N Korea scraps pact with S Korea
March 8, 2013A hotline with Seoul was severed by North Korea shortly after it notified its southern neighbor that it would no longer abide by a peace pact.
"[North Korea] abrogates all agreements on non-aggression reached between the North and the South," the state-run Committee for the Peaceful Reunification of Korea said in a statement.
The announcement came just hours after the United Nations Security Council had slapped harsher sanctions on Pyongyang in an effort to impede its development of nuclear weapons.
#video#No response was immediately available from South Korean officials.
South Korea had already put its military on high alert on Thursday, saying that its neighbour to the north was preparing "massive" military exercises.
Earlier in the day, North Korea stepped up its rhetoric against the US and South Korea, claiming the right to launch a pre-emptive nuclear strike on Washington, which it accused of preparing an atomic war.
In February, Pyongyang confirmed it had successfully conducted its third nuclear test, following previous tests in 2006 and 2009. The UN Security Council has already passed resolutions banning the isolated country from developing nuclear and missile technology.
UN sanctions 'bite hard' on North Korea
On Thursday, members of the UN Security Council unanimously approved sanctions to tighten financial restrictions on Pyongyang.
The resolution will intensify inspections of North Korean cargo and specifically ban exports of luxury cars, yachts and jewelry to the country's capital city.
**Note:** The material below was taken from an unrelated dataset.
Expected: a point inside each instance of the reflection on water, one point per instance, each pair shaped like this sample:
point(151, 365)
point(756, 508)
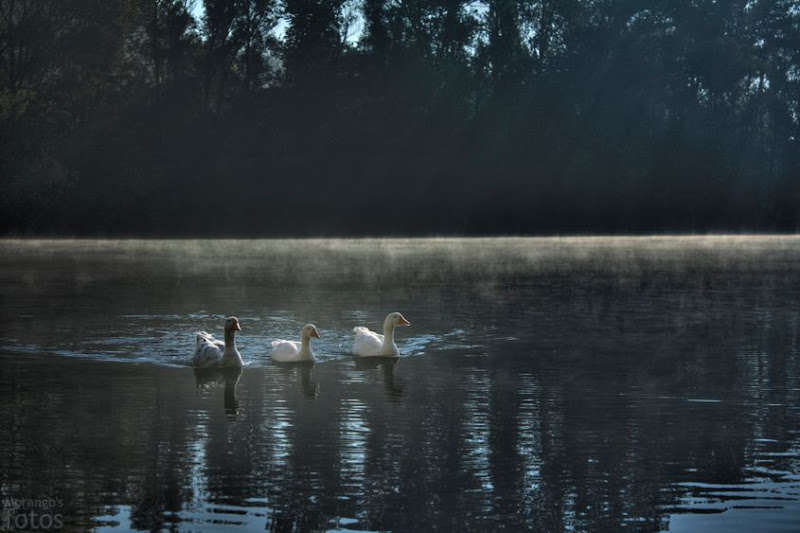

It would also add three new individuals, a government science academy and a trading company to a UN blacklist for travel bans and asset freezes.
UN Secretary-General Ban Ki-moon praised the vote.
The measure "sent an unequivocal message that the international community will not tolerate [North Korea's] pursuit of nuclear weapons," Ban said in a statement.
The United States' UN ambassador, Susan Rice, said the restrictions aimed to make Pyongyang feel the consequences of its aggressive military policy.
"Taken together, these sanctions will bite and bite hard. They increase North Korea's isolation and raise the cost to North Korea's leaders of defying the international community," Rice told reporters after the vote.